Beauty may appear to be a funny word in relation to Pope’s artworks. When I remarked to a friend at the exhibition that a painting was a pretty picture another viewer chided me, how could I say that about a work whose subject was about cancer and dying? Easily as art can transform the ugly to the beautiful. One only has to think of Goya’s black paintings to see what I mean and Pope’s art works are in that great tradition of Goya. Pope has managed to take suffering, much of it his own, and turn it into objects, his art, that reflect what is good about human nature, and isn’t that one of the jobs of art? 

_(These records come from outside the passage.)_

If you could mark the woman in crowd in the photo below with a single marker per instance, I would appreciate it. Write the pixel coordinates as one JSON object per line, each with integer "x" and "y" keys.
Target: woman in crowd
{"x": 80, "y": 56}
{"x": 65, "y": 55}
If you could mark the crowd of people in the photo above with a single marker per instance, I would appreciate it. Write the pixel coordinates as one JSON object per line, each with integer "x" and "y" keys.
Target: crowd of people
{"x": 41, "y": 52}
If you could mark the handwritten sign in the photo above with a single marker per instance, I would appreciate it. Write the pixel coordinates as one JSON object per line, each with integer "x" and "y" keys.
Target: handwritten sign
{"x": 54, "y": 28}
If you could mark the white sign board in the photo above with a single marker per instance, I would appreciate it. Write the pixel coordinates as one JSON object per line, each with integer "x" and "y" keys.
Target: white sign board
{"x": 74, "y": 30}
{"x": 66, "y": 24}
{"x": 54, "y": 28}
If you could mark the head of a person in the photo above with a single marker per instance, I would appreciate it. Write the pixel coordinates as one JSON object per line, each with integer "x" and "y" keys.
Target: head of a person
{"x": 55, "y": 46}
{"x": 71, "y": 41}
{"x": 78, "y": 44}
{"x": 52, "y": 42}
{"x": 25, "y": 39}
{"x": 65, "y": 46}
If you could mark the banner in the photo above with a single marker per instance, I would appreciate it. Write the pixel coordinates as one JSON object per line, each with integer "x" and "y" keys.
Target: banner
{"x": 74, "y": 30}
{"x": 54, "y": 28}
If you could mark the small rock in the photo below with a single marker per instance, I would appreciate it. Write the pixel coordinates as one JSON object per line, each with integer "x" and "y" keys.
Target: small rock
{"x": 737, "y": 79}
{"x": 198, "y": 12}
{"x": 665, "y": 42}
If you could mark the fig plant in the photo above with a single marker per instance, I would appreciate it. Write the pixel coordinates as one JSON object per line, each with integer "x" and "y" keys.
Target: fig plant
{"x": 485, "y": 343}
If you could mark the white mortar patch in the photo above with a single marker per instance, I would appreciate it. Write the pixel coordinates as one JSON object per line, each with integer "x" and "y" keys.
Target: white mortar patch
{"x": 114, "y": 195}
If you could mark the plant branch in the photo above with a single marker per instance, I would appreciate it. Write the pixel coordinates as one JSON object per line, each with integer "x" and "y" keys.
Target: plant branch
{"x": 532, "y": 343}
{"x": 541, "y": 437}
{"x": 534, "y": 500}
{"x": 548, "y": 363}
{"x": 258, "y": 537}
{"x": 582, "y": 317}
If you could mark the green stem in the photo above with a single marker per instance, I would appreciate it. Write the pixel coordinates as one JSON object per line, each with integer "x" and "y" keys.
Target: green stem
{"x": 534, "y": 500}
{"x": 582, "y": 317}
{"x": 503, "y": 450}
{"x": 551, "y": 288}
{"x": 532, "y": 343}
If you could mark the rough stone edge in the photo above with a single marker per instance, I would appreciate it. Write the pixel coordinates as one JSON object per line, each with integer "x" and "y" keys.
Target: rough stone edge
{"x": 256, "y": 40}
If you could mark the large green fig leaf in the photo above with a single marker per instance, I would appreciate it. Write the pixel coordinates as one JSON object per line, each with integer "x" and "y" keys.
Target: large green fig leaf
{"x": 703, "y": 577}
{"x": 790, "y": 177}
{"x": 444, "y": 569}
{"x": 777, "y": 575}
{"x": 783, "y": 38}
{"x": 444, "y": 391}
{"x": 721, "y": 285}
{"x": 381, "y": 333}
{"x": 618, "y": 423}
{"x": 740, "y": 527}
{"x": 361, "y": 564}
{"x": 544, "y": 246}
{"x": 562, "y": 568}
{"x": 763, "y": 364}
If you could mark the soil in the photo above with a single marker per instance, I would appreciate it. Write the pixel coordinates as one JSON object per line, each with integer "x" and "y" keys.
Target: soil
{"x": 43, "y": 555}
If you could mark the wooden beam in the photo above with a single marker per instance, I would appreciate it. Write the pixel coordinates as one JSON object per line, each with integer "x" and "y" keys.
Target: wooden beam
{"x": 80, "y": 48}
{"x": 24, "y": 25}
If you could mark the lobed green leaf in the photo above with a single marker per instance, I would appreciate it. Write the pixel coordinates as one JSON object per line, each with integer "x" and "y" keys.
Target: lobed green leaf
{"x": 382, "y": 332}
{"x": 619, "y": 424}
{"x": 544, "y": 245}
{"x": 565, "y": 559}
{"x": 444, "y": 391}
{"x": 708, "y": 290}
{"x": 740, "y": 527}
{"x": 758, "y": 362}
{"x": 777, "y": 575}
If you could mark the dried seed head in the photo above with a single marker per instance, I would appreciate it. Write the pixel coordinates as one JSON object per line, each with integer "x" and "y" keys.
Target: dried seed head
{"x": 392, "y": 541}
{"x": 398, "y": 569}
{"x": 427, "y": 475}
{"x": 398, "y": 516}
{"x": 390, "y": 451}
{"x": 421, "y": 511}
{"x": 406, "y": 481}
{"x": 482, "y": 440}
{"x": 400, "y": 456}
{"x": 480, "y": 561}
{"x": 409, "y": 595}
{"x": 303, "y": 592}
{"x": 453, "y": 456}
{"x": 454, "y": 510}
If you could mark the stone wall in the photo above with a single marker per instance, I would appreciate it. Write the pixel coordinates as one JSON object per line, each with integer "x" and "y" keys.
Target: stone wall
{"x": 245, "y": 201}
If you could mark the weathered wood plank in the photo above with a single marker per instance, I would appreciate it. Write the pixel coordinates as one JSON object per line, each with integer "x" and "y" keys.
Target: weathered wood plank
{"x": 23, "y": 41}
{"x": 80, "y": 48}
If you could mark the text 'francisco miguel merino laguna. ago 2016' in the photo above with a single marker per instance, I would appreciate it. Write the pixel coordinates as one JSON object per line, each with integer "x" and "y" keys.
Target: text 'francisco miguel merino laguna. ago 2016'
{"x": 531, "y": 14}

One painting that did resonate on a personal level was Radiation (1989, 76.2 x 101.7cm). It is a mainly black and white painting of a man on a table in a darken room undergoing radiation treatment. Two red laser lines cross his body to mark the spot were the radiation is aimed. As someone who has undergone similar treatment, the painting hits home. Just looking at that work brings back the feeling of the coldness of the table and the smell of the hospital radiation lab. 

There are other ways of looking at this exhibition than the rather morbid personal way that I approached it. The show is titled Metamorphosis, a word that the artist used, which means a change of form by natural or supernatural means. There are butterfly images in the exhibition. A pupa transforms itself into a butterfly and flies away to a new life. Perhaps this is what Pope thought about with his fight with cancer. I certainly would like to think that the death of my daughter was, for her, a release from pain and suffering and, perhaps, a flight to a better place somewhere else. Art I am sure was a release for Pope and what he shows us is a lesson for us all and is best summed up with the words from Corinthians One (15:55): “O death, where is thy sting? O grave, where is thy victory?”